DP-Bind: a web server for sequence-based prediction of DNA-binding residues in DNA-binding proteins

Supplementary information

Main page: http://lcg.rit.albany.edu/dp-bind

 

Description of the three machine learning algorithms

For our two-class ( DNA -binding and non-binding residues) classification problem, we applied three machine learning algorithms: support vector machine ( SVM ) (Vapnik, 1998), kernel logistic regression (KLR) (Zhu and Hastie, 2005), and penalized logistic regression ( PLR ) (le Cessie and van Houwelingen, 1992). SVM is a margin maximizing classifier that does a linear classification in the feature space, which corresponds to a non-linear classification in the original data space. The feature space is obtained by transforming data from the original data space with a kernel function. Similarly, KLR and PLR are also margin maximizing classifiers. Optimization problem of KLR and PLR is also similar to that of SVM , except that they use exponential loss function instead of L1 loss function of SVM . Both KLR and PLR provide classification results based on conditional class probability. The difference is that PLR does the classification in the original data space, whereas KLR does the classification in the feature space by using a kernel function.
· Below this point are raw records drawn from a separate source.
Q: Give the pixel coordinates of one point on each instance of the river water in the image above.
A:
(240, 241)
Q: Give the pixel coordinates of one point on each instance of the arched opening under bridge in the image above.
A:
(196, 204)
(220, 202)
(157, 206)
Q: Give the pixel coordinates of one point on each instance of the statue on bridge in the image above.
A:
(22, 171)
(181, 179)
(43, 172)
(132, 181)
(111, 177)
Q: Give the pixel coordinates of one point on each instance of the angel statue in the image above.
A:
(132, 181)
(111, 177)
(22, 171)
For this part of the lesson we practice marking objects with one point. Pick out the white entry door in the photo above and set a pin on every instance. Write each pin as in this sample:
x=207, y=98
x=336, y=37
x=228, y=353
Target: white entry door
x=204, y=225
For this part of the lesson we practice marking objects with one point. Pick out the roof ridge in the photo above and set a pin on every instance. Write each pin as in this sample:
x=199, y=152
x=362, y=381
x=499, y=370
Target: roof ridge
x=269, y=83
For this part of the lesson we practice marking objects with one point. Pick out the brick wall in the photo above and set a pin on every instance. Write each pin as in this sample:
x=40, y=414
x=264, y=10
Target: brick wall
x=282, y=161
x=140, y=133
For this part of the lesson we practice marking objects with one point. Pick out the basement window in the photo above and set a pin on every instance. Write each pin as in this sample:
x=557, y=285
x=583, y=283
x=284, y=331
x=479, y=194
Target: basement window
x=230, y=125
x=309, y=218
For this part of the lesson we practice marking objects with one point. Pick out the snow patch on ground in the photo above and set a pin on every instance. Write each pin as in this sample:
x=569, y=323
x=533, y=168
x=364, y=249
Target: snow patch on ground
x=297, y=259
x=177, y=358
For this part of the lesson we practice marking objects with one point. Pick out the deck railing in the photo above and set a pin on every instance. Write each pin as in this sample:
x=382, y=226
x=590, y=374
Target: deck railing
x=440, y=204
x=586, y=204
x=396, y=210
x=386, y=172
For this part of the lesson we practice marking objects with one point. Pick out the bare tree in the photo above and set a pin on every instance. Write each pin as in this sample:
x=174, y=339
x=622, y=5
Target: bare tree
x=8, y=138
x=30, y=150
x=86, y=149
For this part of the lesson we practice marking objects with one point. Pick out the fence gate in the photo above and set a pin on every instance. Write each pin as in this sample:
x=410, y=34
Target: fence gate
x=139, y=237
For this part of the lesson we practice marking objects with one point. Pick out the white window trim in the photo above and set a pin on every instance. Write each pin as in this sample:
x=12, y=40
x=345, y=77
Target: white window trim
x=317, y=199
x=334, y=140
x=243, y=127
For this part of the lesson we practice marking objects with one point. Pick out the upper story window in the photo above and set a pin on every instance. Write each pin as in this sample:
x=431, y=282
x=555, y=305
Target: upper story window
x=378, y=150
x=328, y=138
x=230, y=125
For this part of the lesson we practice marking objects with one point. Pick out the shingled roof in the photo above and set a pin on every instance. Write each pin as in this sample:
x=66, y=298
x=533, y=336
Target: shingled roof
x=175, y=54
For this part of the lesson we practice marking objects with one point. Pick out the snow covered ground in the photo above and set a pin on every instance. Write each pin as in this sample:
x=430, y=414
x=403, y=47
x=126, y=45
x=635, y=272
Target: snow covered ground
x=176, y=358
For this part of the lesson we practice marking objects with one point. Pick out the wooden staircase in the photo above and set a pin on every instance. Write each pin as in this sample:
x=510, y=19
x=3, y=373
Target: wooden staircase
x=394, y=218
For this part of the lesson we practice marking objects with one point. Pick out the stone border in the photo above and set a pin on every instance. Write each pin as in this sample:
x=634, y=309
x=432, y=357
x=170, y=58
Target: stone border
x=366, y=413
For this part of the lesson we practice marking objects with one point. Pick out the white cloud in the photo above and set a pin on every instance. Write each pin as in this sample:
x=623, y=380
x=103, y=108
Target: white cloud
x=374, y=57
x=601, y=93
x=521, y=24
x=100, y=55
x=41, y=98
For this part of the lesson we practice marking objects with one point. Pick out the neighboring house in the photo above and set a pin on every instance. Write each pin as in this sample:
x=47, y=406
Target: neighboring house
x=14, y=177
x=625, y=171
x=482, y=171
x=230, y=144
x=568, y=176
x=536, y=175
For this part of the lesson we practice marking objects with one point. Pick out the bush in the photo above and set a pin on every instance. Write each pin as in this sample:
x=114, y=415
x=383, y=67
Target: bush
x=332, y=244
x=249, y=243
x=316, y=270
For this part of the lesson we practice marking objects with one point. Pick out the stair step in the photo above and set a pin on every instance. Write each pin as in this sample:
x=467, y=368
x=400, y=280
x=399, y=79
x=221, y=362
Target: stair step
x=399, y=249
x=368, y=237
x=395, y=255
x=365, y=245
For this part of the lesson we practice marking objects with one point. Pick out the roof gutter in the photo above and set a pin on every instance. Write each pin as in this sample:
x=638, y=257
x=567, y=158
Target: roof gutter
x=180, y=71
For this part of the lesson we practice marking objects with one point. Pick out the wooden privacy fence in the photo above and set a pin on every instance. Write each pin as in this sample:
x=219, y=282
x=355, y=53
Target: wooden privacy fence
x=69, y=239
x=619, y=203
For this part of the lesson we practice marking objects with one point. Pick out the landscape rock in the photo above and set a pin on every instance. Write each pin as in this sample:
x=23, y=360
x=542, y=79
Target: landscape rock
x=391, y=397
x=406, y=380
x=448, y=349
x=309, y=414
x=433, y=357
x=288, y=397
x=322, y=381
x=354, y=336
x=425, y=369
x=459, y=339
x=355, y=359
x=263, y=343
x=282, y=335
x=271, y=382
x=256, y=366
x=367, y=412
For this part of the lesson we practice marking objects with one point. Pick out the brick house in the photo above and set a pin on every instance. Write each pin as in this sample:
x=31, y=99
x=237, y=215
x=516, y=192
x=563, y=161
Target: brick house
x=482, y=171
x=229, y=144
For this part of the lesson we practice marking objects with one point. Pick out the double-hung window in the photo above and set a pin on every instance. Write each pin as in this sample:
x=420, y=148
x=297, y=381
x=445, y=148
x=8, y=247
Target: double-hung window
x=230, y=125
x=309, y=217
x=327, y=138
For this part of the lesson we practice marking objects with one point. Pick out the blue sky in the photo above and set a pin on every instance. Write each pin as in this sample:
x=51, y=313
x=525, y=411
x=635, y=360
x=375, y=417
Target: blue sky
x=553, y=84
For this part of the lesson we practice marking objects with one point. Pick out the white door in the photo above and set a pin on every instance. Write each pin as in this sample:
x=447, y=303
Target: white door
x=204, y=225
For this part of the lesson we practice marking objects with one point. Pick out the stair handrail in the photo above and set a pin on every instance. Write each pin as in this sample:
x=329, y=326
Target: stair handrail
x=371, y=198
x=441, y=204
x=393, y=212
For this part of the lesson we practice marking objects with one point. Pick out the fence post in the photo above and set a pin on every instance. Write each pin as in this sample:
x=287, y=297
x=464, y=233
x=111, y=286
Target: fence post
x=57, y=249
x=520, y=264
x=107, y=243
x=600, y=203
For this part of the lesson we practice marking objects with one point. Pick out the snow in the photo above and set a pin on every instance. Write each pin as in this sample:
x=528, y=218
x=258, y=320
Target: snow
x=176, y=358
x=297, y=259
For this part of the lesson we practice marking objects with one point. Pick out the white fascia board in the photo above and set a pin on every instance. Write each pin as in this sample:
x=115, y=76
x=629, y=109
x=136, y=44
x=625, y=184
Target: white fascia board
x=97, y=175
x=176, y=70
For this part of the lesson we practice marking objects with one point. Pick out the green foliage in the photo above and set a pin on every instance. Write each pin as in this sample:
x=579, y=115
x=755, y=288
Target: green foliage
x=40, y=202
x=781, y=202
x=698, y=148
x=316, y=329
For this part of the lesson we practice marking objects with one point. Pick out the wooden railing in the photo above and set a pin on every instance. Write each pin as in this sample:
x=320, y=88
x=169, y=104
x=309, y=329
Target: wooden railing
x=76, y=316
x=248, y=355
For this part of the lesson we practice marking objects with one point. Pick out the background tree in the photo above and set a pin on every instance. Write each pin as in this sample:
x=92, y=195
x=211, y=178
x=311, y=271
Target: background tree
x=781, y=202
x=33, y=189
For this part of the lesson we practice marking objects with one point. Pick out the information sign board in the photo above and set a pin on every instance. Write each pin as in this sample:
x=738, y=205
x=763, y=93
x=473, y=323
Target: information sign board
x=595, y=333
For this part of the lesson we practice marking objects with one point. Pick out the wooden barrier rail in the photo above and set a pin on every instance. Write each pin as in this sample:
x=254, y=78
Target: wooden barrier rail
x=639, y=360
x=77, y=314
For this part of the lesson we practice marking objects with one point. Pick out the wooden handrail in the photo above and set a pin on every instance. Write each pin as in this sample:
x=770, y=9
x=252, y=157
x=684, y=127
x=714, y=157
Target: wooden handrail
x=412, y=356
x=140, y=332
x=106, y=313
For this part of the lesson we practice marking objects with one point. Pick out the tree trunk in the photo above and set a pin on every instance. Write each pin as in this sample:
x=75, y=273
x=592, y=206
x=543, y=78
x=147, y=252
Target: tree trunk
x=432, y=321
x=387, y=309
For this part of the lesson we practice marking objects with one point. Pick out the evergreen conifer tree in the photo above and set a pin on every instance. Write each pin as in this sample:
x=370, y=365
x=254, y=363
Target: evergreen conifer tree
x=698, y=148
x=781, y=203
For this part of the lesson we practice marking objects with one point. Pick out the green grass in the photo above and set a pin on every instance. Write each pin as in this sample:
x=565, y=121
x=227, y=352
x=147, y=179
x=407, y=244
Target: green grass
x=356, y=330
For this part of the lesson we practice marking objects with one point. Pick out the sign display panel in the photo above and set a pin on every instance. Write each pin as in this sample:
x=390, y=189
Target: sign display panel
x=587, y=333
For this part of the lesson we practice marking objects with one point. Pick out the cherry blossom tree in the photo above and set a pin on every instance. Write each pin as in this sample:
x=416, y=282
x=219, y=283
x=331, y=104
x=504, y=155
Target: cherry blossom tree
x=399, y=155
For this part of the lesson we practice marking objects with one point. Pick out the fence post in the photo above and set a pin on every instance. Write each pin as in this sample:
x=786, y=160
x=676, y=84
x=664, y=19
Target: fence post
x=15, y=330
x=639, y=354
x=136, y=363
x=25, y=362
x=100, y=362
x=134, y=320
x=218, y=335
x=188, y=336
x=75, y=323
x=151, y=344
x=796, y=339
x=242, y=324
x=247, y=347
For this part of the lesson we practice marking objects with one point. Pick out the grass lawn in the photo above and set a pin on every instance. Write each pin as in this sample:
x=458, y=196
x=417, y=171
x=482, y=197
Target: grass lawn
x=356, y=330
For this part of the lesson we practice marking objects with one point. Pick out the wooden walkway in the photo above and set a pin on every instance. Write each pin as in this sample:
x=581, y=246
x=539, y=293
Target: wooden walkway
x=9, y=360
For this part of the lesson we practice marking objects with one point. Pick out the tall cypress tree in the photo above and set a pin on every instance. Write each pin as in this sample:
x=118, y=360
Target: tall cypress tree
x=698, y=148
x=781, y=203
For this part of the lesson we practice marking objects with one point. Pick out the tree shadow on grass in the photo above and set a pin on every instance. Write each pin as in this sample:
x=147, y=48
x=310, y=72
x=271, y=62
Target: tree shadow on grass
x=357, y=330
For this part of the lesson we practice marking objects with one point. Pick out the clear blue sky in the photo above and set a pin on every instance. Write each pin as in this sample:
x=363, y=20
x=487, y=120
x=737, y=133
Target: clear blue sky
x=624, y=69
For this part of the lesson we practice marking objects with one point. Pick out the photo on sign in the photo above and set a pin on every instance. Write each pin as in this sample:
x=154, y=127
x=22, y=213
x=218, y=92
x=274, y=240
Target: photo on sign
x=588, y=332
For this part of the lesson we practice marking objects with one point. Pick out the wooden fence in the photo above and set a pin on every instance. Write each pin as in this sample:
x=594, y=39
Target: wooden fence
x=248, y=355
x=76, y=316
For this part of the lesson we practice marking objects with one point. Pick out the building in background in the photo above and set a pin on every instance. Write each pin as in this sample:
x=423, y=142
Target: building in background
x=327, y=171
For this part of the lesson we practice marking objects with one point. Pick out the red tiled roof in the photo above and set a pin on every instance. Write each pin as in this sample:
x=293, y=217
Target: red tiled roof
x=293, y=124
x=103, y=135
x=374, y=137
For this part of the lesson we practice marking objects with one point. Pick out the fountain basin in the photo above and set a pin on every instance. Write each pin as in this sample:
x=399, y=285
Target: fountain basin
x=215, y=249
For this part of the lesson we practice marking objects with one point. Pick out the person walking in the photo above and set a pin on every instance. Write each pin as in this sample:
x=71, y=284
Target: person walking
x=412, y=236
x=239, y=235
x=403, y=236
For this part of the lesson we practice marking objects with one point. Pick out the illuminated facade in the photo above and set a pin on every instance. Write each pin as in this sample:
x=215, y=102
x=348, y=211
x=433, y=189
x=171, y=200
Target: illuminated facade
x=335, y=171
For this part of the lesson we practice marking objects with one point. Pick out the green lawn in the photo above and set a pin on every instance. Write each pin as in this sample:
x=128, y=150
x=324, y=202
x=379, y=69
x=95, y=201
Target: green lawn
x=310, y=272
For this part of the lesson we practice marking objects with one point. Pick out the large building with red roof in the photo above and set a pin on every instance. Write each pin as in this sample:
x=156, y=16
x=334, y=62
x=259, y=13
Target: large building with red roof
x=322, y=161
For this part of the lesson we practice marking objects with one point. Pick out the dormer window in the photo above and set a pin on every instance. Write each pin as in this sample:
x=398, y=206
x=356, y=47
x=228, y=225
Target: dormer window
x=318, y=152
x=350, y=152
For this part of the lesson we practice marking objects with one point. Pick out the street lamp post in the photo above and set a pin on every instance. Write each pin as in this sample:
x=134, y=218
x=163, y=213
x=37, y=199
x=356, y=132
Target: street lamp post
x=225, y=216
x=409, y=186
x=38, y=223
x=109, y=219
In other words, KLR is a non-linear version of PLR . For both SVM and KLR we used the radial basis function kernel, which showed the best performance on our dataset.

Method of performance evaluation

We used leave-one-protein-out cross-validation to train and test each classifier. In this procedure, 61 protein complexes are used for training and the remaining one complex is used for testing. This process is repeated 62 times so that each protein complex can be tested. Optimal parameters in a classifier were determined to be those which achieved the best average accuracy across the 62 cross-validation experiments. To assess the given classifier's performance, we computed mean and standard deviation of the following performance measures across the 62 cross-validation experiments:

(i) accuracy: ACC=(TP+TN)/(TP+FP+TN+FN)

(ii) sensitivity: SN=TP/(TP+FN)

(iii) specificity: SP=TN/(FP+TN)

Where TP is the number of true positives (correctly predicted DNA -binding residues), FN is the number of false negatives ( DNA -binding residue predicted as being non-binding), TN is the number of true negatives (correctly predicted non-binding residues), FP is the number of false positives (non-binding residues predicted as being DNA -binding).

Output format

Figure 1. A sample prediction result, consisting of three parts: a header describing its format, inputted FASTA sequence, and a prediction result in a columnar format. The result was truncated to fit the page. Refer to help for details.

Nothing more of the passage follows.